情報処理技術者試験におけるシラバスとは、「試験範囲」をさらに詳細化し、試験で問われる知識・技能の細目をまとめたものです。平成24年5月に、それまでのシラバスを改訂した「シラバスVer.2.0」が公開されました。
これまでは「Ver1.1」だったので、今後出題傾向が大きく変わるのか? と心配になりますが、一度に大きく変わることはないと思われます。その一番の理由は、シラバスのもとになっている試験範囲そのものが、それほど変わっていないからです。
試験問題が先、シラバスは後
シラバスVer1.1時代もそうなのですが、試験に出る事柄が、すべてシラバスに書いてあるわけではありません。
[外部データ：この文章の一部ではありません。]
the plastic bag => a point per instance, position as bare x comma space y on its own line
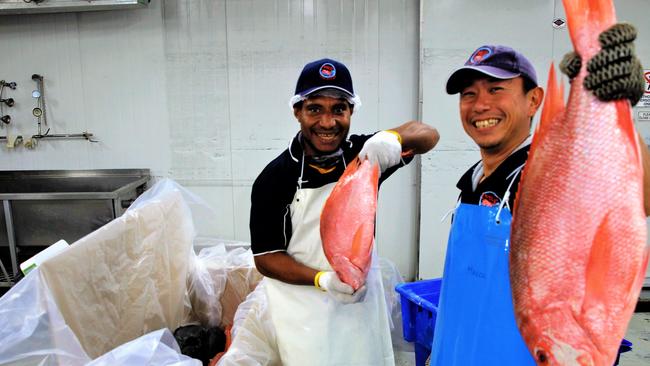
220, 278
158, 348
32, 330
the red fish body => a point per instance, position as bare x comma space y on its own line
347, 223
579, 252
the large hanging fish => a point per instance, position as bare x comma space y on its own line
347, 223
579, 251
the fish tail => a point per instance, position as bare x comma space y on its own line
586, 20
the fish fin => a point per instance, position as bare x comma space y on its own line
553, 104
553, 107
624, 119
586, 20
613, 274
360, 248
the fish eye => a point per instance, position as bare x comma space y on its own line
541, 356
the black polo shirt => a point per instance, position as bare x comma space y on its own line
492, 189
275, 188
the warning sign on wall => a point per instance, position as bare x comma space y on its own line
645, 100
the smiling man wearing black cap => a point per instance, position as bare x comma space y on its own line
319, 320
499, 95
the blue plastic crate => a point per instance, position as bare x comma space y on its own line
419, 310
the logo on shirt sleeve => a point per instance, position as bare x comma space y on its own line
489, 199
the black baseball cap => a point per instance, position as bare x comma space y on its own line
322, 74
499, 62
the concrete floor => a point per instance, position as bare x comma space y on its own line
638, 332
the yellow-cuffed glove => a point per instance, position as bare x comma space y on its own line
342, 292
384, 148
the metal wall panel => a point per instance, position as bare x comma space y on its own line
451, 30
198, 91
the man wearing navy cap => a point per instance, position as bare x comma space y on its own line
499, 95
319, 320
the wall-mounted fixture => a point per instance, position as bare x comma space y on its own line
9, 102
40, 113
66, 6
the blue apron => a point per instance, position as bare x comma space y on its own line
476, 323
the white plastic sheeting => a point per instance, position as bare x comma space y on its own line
109, 289
108, 298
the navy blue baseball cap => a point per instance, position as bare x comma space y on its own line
499, 62
324, 74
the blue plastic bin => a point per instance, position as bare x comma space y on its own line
419, 310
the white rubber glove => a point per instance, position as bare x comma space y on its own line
384, 148
341, 292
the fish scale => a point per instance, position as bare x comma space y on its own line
347, 222
579, 251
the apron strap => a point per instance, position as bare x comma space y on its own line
451, 211
506, 196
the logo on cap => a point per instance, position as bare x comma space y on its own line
480, 55
327, 71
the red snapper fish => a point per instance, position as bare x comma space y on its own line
347, 222
579, 252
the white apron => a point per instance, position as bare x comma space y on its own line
311, 327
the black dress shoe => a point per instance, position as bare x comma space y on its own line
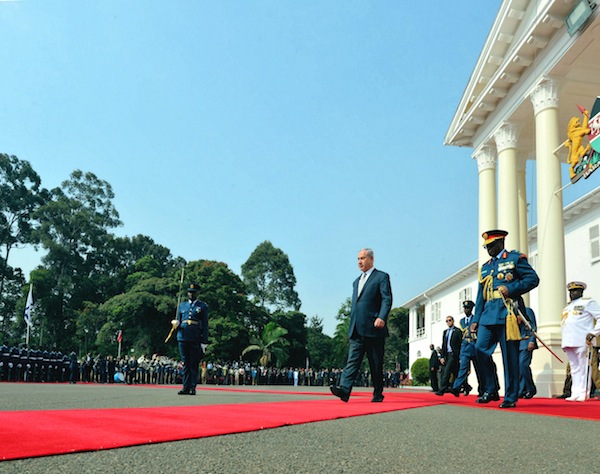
485, 398
338, 392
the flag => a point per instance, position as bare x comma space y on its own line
29, 306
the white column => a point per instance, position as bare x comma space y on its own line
486, 166
522, 202
508, 206
550, 234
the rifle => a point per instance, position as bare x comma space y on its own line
526, 322
173, 326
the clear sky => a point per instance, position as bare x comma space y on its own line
317, 125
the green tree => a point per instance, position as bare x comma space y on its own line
295, 324
271, 344
396, 347
269, 277
340, 337
73, 227
141, 314
21, 194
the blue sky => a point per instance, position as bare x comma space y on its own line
316, 125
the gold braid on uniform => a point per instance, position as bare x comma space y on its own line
512, 326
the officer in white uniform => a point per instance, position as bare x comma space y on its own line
580, 324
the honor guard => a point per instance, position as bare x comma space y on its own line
503, 279
192, 337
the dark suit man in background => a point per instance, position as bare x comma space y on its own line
371, 304
527, 345
434, 365
451, 342
192, 338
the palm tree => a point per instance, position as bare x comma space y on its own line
270, 343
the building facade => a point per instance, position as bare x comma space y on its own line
427, 311
538, 64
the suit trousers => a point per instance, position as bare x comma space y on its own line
190, 356
374, 348
449, 370
488, 338
526, 383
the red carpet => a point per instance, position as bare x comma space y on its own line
41, 433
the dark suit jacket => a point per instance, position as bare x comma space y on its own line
455, 342
375, 301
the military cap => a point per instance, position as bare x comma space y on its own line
576, 285
492, 235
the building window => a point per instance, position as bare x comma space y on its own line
436, 312
464, 295
595, 242
420, 321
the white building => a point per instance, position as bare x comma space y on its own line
539, 62
582, 241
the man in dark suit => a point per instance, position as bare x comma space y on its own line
451, 342
371, 304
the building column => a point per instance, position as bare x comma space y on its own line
522, 203
508, 193
486, 166
551, 247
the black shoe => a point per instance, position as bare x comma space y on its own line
486, 398
338, 392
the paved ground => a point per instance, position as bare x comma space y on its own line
444, 438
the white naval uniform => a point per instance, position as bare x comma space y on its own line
579, 318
シラバスの更新頻度よりも、試験の回数のほうが多いので、時代の流れに対応した新技術などに関する用語はまず先に本試験で出題され、後からシラバスに反映されるというパターンが多くなっています。シラバスVer2.0で新規に追加された用語も、よく見るとすでに出題済みの用語が少なくありません。シラバス改訂前から、少しずつ新しい傾向が取り入れられていたということです。
過去問題で対策する方法はどうなるの?
これまで王道だった「過去問で対策する」という方法は、今後も有効なのでしょうか。
情報処理技術者試験は国家試験として実施され、合格証には経産大臣のサインが入っています。いい加減な出題は許されません。「あるときは80%の受験者が受かったけど、次のときは20%しか受からなかった」などのように、出題傾向を大きく変えすぎて、1回ごとの難易度があまりに変化しすぎると、試験としての信頼性が落ちてしまいます。
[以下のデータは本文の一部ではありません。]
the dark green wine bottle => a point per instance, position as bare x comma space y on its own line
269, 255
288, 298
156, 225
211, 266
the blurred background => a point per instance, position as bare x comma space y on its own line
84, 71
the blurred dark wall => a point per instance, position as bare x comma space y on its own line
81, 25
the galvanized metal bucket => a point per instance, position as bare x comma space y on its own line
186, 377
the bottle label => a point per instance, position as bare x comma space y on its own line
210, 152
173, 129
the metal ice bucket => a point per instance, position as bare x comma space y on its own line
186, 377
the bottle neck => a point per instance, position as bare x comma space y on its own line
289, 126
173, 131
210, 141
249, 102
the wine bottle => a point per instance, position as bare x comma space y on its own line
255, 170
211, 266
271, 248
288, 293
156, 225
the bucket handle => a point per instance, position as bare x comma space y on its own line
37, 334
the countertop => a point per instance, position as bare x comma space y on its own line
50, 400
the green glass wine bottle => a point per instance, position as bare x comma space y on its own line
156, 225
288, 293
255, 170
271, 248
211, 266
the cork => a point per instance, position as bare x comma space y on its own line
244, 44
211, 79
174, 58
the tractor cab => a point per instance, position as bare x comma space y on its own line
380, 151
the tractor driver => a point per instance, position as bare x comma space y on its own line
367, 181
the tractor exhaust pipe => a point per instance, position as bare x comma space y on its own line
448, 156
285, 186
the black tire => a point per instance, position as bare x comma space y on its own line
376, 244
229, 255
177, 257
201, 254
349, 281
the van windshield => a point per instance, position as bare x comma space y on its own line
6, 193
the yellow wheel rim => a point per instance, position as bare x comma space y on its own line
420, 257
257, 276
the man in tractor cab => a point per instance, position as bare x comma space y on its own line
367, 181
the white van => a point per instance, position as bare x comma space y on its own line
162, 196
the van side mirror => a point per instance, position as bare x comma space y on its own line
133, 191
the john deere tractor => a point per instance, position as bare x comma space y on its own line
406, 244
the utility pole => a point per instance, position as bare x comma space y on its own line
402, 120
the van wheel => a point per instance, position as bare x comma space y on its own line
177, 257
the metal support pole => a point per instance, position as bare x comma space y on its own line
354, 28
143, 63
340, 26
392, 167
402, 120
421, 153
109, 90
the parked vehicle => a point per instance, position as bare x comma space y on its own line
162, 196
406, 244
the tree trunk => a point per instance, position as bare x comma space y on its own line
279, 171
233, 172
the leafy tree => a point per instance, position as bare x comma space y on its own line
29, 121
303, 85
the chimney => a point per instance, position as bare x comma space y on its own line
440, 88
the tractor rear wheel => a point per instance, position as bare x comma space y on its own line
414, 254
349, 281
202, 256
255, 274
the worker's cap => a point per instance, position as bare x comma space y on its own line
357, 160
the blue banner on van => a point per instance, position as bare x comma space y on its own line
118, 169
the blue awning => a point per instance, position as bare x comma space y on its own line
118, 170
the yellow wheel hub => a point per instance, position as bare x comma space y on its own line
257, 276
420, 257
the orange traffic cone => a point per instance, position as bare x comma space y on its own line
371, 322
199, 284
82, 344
難易度の変動の幅が大きくならないようにするには、すでに正解率がわかっている過去問を再度出題して調整するのが一番いい方法です。つまりこれからも、過去問題中心に出題される傾向は大きく変わらないと予想できます。シラバスver2.0発表後の平成24年秋期の基本情報技術者試験でも、これまでと同様に過去問がたくさん出題されています。
見たことのない問題は絶対出る
とはいえ、IT技術はどんどん新しくなります。時代の変化を試験に反映させなければなりません。「100点続出で試験の意味がない」「試験問題が固定化されてしまっている」とか「問題が古すぎる」とかいうことにならないよう、常に新しい用語や、新しい切り口の問題は出題されます。つまり、「見たことのない問題が出る」のは当たり前なのです。
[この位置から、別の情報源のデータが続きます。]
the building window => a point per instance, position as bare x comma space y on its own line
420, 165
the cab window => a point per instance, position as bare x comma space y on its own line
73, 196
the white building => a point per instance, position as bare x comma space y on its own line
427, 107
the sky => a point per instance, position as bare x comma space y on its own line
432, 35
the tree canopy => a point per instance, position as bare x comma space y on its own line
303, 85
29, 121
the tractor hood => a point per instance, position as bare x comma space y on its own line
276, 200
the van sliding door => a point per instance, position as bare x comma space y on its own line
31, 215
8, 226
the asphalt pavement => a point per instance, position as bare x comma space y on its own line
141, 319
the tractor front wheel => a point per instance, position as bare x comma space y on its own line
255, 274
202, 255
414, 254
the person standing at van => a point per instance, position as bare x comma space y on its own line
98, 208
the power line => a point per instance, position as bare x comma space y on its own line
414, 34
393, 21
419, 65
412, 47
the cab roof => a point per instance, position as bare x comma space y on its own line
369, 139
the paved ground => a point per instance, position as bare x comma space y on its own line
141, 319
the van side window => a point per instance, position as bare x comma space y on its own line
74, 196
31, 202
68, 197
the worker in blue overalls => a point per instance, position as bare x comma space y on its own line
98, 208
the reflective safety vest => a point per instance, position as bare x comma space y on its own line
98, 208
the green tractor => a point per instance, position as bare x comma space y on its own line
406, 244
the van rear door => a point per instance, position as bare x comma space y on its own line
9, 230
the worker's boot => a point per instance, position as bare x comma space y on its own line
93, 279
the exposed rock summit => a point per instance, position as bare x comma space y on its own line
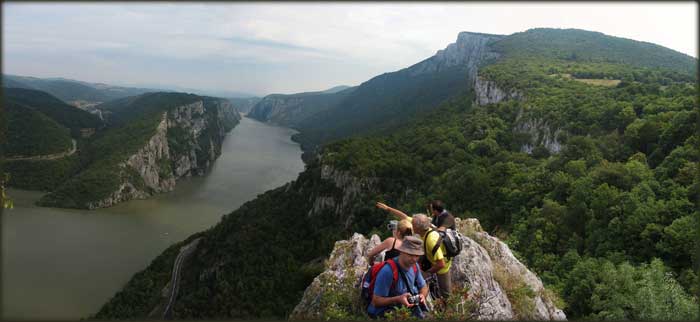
486, 268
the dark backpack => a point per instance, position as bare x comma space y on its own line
452, 240
370, 277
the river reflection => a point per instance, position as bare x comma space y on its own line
64, 264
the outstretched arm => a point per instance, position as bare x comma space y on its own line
379, 248
395, 212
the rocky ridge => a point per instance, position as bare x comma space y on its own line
486, 269
197, 130
538, 130
470, 51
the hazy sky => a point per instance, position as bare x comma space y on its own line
264, 48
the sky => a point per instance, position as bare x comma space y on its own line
279, 47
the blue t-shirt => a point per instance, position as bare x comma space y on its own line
382, 285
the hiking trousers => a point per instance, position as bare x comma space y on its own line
445, 284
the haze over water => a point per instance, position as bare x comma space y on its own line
64, 263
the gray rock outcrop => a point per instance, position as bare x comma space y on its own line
197, 130
538, 130
540, 134
470, 51
487, 92
484, 264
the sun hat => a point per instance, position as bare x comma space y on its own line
411, 245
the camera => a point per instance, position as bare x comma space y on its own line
392, 225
ちなみに、平成24年10月に実施された基本情報技術者では、「Eclipse」を問う問題が出題されましたが、この語はシラバスVer2.0には掲載されていません。
今後の試験対策は?
今後も過去問題からの出題は続きますし、出題傾向は大きく変わるわけではないので、最新の過去問題を数回分解いて、間違えたところを補強するのは、試験対策としては絶対的な大前提です。その上で、さらに得点を上積みするために、新傾向問題への対策を考えてみましょう。
新用語対策としては、雑誌やWebのニュースをチェックし、気になる用語は随時メモしておくという地道なやり方で臨むことが有効でしょう。その際用語の説明を丸写しするのではなく、自分なりの言葉で言い換えてみたり、身近な例を考えてみたりするとより理解が深まるでしょう。
それから、これまでも問われていたことが、新しい切り口で出題されることもあります。こういうパターンに対しては、用語や公式の丸暗記ではなく、その事柄で一番重要な本質を理解するようにこころがけることが、そのまま試験対策になります。
そして、実際の試験でも「見たことのない問題は必ず出る」と考えておき、出くわしても動揺しないようにしましょう。よくよく見ると、簡単なことをわざと難しい言い回しで表現したりしていることもあります。
情報処理技術者試験は、60%取れば合格です。試験によく出る重要ポイントを確実に自分のものにし、過去問で対策するという王道が一番の近道です。